It seems I missed a party last night. While I was at home in my PJs, sipping down what can only be described as a tankard of tea and trying not to fall asleep at 9.30 it was all kicking off in the Commons.
MPs were exuberant at the chance to vote on a string of amendments to Theresa May’s Brexit deal. But considering they basically took back zero control over the Brexit process, it appears that everyone got a bit over excited and let the opportunity slip through their fingers.
After the revelry, two outcomes became clear. Firstly, Mrs May was victorious – albeit by a majority of only 16 votes. Having been subject to widespread criticism over her Brexit approach, the Tories last night united around her pledge to go back to the EU and renegotiate “alternative arrangements” to the Irish backstop, while “the main rebel amendments were defeated”.
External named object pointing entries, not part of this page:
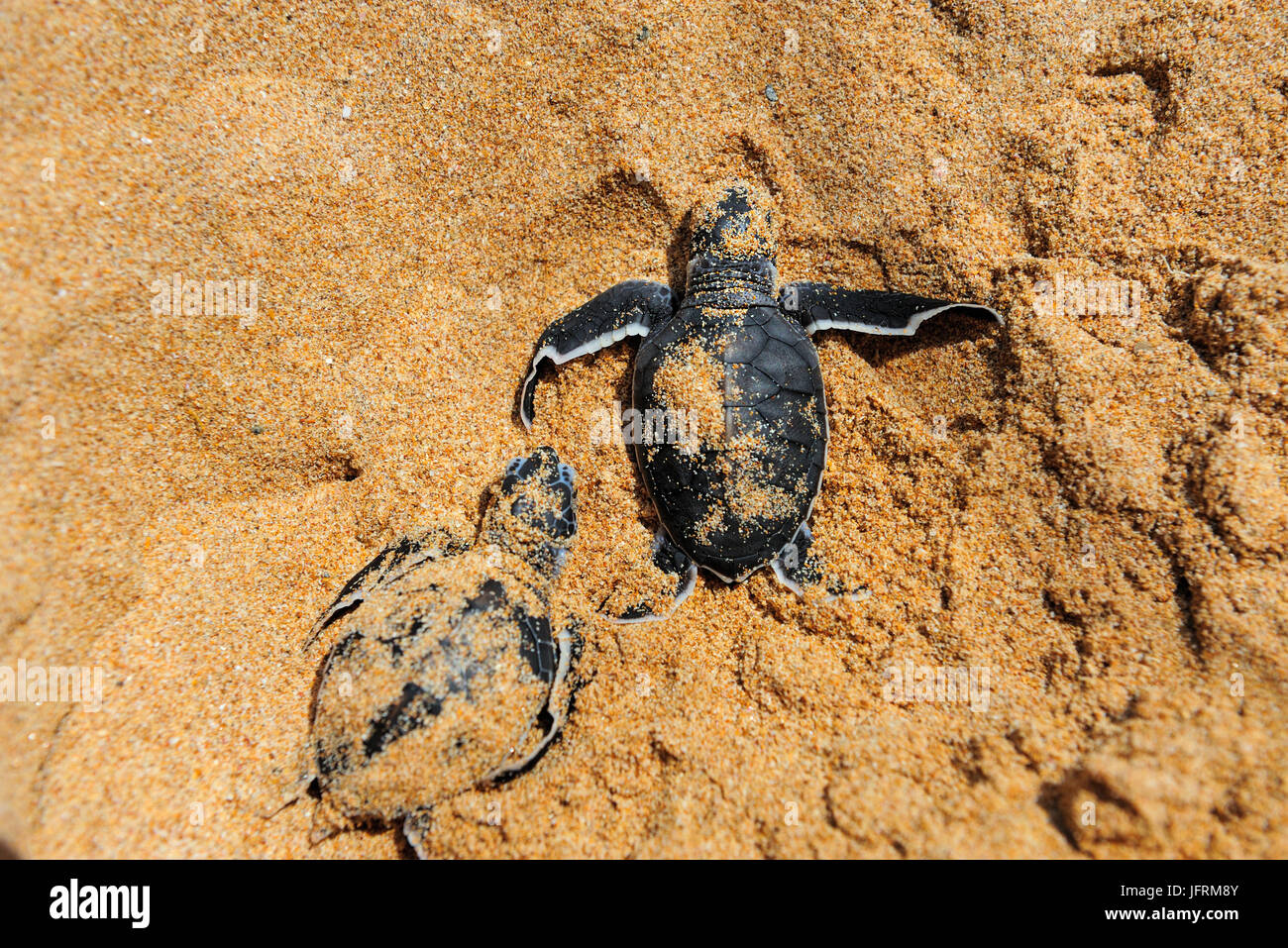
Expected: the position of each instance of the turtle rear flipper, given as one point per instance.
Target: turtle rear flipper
(679, 567)
(805, 574)
(822, 307)
(626, 309)
(386, 566)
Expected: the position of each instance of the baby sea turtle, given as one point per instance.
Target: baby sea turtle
(729, 412)
(450, 670)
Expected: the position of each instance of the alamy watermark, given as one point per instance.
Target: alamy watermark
(53, 683)
(178, 296)
(1080, 296)
(965, 685)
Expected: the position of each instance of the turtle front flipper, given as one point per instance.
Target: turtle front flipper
(682, 576)
(386, 566)
(820, 307)
(627, 309)
(800, 569)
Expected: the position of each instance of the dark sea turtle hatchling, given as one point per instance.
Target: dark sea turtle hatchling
(735, 491)
(447, 670)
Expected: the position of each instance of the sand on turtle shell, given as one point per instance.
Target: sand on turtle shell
(1085, 511)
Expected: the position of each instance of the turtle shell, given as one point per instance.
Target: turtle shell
(730, 430)
(439, 683)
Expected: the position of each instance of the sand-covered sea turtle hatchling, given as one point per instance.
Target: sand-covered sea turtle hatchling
(730, 416)
(450, 670)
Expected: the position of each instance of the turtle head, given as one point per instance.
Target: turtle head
(733, 230)
(533, 510)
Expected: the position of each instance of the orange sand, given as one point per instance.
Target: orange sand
(1090, 506)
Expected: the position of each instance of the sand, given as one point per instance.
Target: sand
(1085, 509)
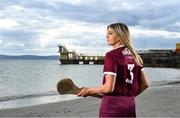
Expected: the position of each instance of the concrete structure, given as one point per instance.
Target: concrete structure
(151, 58)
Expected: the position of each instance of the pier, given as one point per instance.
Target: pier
(151, 58)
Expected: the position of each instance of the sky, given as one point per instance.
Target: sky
(37, 27)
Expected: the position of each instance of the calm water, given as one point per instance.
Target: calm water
(32, 82)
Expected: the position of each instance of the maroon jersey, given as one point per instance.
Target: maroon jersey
(120, 62)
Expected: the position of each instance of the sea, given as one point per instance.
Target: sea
(33, 82)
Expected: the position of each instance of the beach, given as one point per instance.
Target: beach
(160, 100)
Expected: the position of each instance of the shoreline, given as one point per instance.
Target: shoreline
(161, 100)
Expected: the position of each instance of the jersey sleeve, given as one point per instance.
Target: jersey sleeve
(109, 65)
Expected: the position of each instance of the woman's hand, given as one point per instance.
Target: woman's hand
(84, 92)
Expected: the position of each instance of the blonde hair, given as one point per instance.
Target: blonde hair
(122, 32)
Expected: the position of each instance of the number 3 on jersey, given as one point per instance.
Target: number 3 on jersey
(130, 68)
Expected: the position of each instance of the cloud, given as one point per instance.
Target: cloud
(8, 23)
(38, 26)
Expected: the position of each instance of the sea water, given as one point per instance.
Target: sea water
(33, 82)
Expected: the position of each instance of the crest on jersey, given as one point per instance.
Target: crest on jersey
(126, 52)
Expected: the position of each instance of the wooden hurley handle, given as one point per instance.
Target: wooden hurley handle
(67, 86)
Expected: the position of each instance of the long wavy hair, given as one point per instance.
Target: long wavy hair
(122, 32)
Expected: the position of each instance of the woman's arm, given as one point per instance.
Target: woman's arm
(144, 84)
(107, 87)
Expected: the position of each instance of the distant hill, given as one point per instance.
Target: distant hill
(28, 57)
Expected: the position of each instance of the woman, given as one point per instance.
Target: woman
(124, 75)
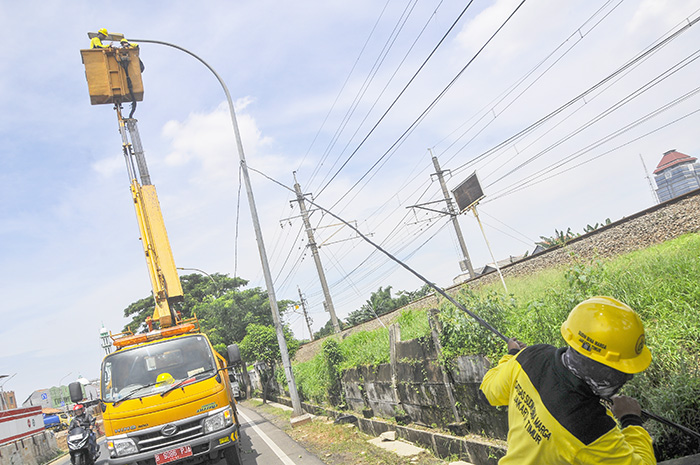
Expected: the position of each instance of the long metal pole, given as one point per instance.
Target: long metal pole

This was far from ideal for Mrs May of course; she must now trudge back to Brussels to dismantle the deal she worked tirelessly to put together. Preferably talks with EU leaders will culminate in a political summit to sign off a revised deal in two weeks, although this may prove impossible.
Jean-Claude Juncker, president of the European Commission, is said to have insisted that the withdrawal agreement could not be reopened, while French president Macron said it was not “renegotiable”. Both sides have room for compromise, but the political appetite for it is meagre.
Putting the “alternative arrangements” onto paper will also prove troublesome for May, and then there’s the arduous task of actually passing it through parliament.
But MPs have now ramped up the pressure on the prime minister to avoid a no-deal Brexit. While Yvette Cooper’s plan to extend article 50 and delay the UK’s exit from the EU was defeated, Caroline Spelman’s non-legally binding amendment to “reject” the principle of no-deal passed by eight votes.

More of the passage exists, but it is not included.